Check out the full article from Sunday Night here.
The responses below are not provided or commissioned by the bank advertiser. Responses have not been reviewed, approved or otherwise endorsed by the bank advertiser. It is not the bank advertiser's responsibility to ensure all posts and/or questions are answered.
13 comments
For the sharia law alone, i will never travel in a small group with a female companion to the middle east. I will also avoid India if i have females in my group.
I avoid India, period. That place is the dirtiest cesspool one can imagine.
Lift the curtain of the brilliant facade in there and its still a 3rd world country.
I find this atrocious. What action has spg taken on the 3 male employees? In spite of the law, there are also company policies. I worked for a fortune 500 company, and on top of the law, we have company policies we have to follow including sexual harassment which is applied to all offices globally.
Also SPG has to think if the 3 employees could do it on one of its own, what is there to stop them from doing it to one of the guests. I would not advice any female to stay in one of their hotels as this becomes a safety issue.
Dubai was run by the British companies and interests and was/is still being run by Brits in all major strategic roles. Look up almost any UAE owned company, then look up the list of VPs and you will see what I’m talking about.
To Peter and Mikey: It’s easy to generalize by throwing out a “Sharia Law” or “3rd.
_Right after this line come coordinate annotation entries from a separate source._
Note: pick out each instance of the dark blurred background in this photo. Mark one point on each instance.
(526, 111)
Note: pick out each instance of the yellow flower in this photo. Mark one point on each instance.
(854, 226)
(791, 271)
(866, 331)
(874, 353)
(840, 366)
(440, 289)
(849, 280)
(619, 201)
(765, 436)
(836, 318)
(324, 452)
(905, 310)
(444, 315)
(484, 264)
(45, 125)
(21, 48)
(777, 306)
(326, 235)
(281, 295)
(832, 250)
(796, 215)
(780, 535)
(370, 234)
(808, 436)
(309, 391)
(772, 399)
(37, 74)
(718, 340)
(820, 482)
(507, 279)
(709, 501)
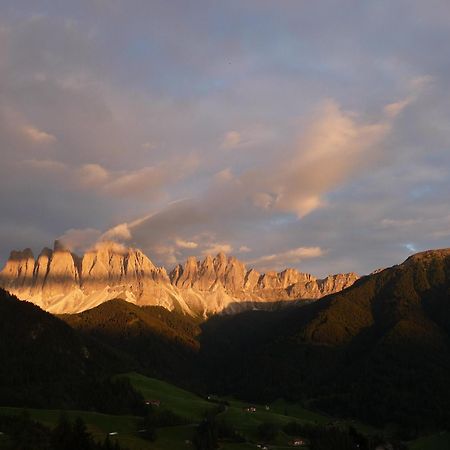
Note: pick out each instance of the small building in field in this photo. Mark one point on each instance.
(297, 442)
(250, 409)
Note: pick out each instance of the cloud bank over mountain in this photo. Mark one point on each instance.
(300, 134)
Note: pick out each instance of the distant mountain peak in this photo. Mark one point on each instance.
(60, 281)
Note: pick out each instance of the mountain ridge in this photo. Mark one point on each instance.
(61, 282)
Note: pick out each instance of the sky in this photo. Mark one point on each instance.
(288, 133)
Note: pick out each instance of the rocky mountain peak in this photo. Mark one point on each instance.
(60, 281)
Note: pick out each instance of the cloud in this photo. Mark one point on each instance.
(185, 244)
(286, 258)
(38, 136)
(119, 233)
(80, 239)
(93, 175)
(231, 140)
(216, 248)
(137, 126)
(334, 148)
World Country” out and conclude they are brutes and chauvinists in the “Middle East”. However it’s really short sighted. As if there are no drugs, rapes, murders etc. in UK, US or other western, presumably non-3rd. world countries!
Obviously UAE is an Islamic country even if a mild one at that so anyone heading that way should clearly remember this. They do have lower murder and drug rates than almost all western countries though, so as a whole, it’s generally a safe place due in part to their draconian legal system compared to lenient slap-on-the-wrist systems present in most Western countries.
Overall I’d skip UAE for Oman if I’m headed that way. Oman actually has years of culture even if it’s less glitzy.
@Peter Crime is everywhere and taking few cases you read in news and saying you will avoid those areas is foolish. You wont stop going to Boston of NYC because there were attacks there, would you? In case of laws, local law is local law and whether we agree to it or not we are required to follow the local law.
Definitely informative and shocking. Thank you for sharing.
@Damon – Completely agree. What is Starwood doing about these three employees?? DISGUSTING
+1 Matt, I hope these Starwood associates have been terminated. They should not be interacting with guests.
What’s the starwood response? These were hotel employees who did this to another employee and the end result was this woman being raped. Corporate should remove them if they haven’t already.
It is interesting what happens to the employees in this scenario. Since they got Jailed for 8 months, they probably were already fired but in the bigger scheme of things how does this play out? Assuming this is a franchisee how much pull Starwood or Le Meridien will have over the Hotel Management? Since these or probably low level employees those three entities might be on the same page but what if one of the three is a high level employee? Will the corporate have enough pull to affect the hotel management?
@P Thank you for giving a common sense response. It was refreshing to read.
This highlights the need for companies such as Qantas and others who are feeding pax traffic via UAE to consider what local laws affect their customers such as women and same-sex partners etc.
What If your connecting flight gets delayed and you are a woman who is raped at the airport then what?